Gitai filma essa chegada num
novo mundo como um choque
entre o passado e o futuro, entre a
memória do judaísmo e a definição de Israel.
Os personagens falam na forma
de monólogos, relatando o seu
passado trágico e manifestando
sua esperança com o novo lugar.
Os monólogos, baseados em relatos reais, compõem no conjunto
um sistema polifônico, cuja expressão desdobra os vários projetos de Israel -desde a promessa
socialista dos kibutz até o sentimento de vingança que encontra
chance de aflorar.
"Não temos história, foram os
góis (não-judeus) que fizeram
nossa história para nós", diz um
dos personagens no monólogo final do filme. "Penso que Israel
não é mais um país judeu", continua, expressando provocativamente o fim do exílio como a ruptura com o mito e o início de uma
história de fato. A multiplicidade
de pontos de vista inclui mesmo
os palestinos, em sequências notáveis, cuja força desafia os integristas de ambos os lados.
Ele defendeu um cinema de reflexão e condenou o boicote que o
Congresso Judaico Americano
propôs do festival. "Como eu poderia discordar de Woody
Allen?", respondeu, ao ser indagado se, como ele, discordava do
boicote.
"Marie-Jo e Seus Dois Amores"
é um filme construído com o que
há de mais banal. Casada e já de
meia-idade, Marie-Jo se apaixona
por outro homem. A paixão revivifica sua vida, mas também traz
um grande tormento, pois ela
ama igualmente o marido e o
amante. Incapaz de decidir por
um e outro, acaba caindo nas jugulares do destino.

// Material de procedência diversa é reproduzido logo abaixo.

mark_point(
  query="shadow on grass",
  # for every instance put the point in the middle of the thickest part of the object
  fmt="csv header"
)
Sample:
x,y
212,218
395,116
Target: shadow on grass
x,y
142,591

Guédiguian aproxima-se dos
personagens da pequeno-burguesia francesa, confortáveis com a
social-democracia de Lionel Jospin (citado brevemente no filme),
para verificar onde depositaram a
sua paixão. Ele a encontra, com
uma lupa hiperrealista e supergenerosa, nos detalhes das coisas,
nas rupturas inofensivas, por onde vai se instalando a tragédia.